Gave it my damnedst. Most of them are actually pretty close the first one not as much. Its more of a guide guys not a rule. Very simply people find things within the ratio beautiful. Many artists create within the ratio without being aware of doing so. I found this very true early on in bonsai. When I started the "Golden Ratio" thread. I gave it up because despite the negative response and disbelief that the ratio has no place in bonsai, ITS EVERYWHERE from Kimura to Pall to Hagedorn to naka. everyone of them has a tree or multiple trees in the ratio, The famous Kimura planting on the slanted rock falls into it. The is no point in arguing fact. The ratio is everywhere. Whether you choose to feel that it is a factor that should be considered in bonsai is irrelevant the ratio was here before we knew what it was and it will keep on being a part of nature after we're gone. Since bonsai is a natural art you would have to intently try to remove the ratio and even then you wouldn't be able to, assuming a conifer exists on you bench regardless of species, the ratio is at work, in the development of whorls and branches, the growth pattern of the needles down the branch, and finally in the cone itself.
Young'n out.
You guys are missing the huge point.
No one will disagree with finding a sequence in a tree after it is designed. A chimp can do that given enogh instruction and an endless supply of banana's. Show me the artists out there styling trees with a ruler and a sliderule.

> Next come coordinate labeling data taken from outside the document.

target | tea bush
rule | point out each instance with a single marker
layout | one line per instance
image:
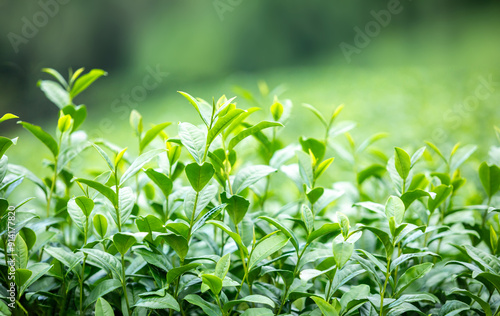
(226, 219)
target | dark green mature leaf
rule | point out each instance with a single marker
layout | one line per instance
(178, 243)
(288, 232)
(199, 176)
(411, 275)
(85, 81)
(43, 136)
(207, 216)
(383, 237)
(69, 259)
(233, 235)
(38, 270)
(151, 134)
(266, 247)
(165, 301)
(251, 131)
(105, 261)
(490, 178)
(451, 308)
(405, 257)
(103, 288)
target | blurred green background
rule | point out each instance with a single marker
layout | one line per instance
(422, 70)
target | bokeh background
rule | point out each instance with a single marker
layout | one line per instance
(431, 72)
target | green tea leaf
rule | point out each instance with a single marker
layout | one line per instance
(308, 218)
(55, 93)
(199, 176)
(255, 298)
(139, 163)
(327, 229)
(123, 242)
(403, 162)
(85, 81)
(288, 232)
(412, 274)
(100, 225)
(250, 175)
(221, 124)
(166, 301)
(490, 178)
(194, 103)
(326, 308)
(395, 207)
(208, 308)
(161, 180)
(342, 252)
(151, 134)
(194, 140)
(213, 282)
(236, 208)
(43, 136)
(102, 308)
(251, 131)
(267, 247)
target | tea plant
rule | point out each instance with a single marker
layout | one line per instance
(224, 218)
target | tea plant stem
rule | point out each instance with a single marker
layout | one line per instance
(22, 307)
(81, 283)
(54, 178)
(396, 270)
(124, 285)
(287, 288)
(191, 223)
(486, 213)
(117, 206)
(382, 294)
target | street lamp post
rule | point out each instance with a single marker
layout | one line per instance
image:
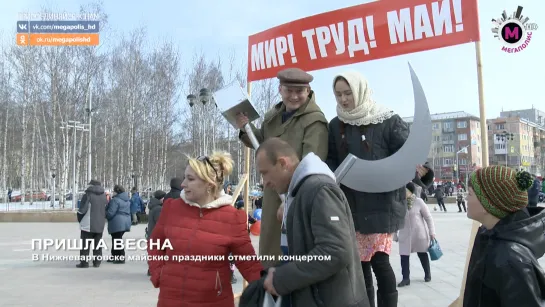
(206, 99)
(89, 111)
(462, 150)
(505, 138)
(76, 125)
(53, 175)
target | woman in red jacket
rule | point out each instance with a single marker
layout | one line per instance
(200, 224)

Not all bonsai is about natural. I would say most of it is stylized in fact.
I would suggest using the trees I posted and doing virtuals on how they might be improved using the sequence. In fact if some could even verbalize that it would be cool.
Once again to quote Greg: it would be cool if some advocates could explain why these trees are not natural even though they are mostly unchanged since their days in the wild and are "natural" growing plants.
"I would think three of them would be improved if they HAD more natural balance - and looked more like something you would find in nature."
I do not see how this advances the dialog either.
If all that is necessary to making better bonsai is the application of a ratio, then once again a chimp might do it with more banana's. These rules you so eloquently speak of may be universal and etched in stone as deeply as physics, but not everyone is Hawking.
I propose a deconstructing of the trees I posted and make them more deftly fit the Golden Section so they might be more to the liking of nature. Since the rules are everywhere and as old as the universe itself, this should be a very easy exercise for its advocates.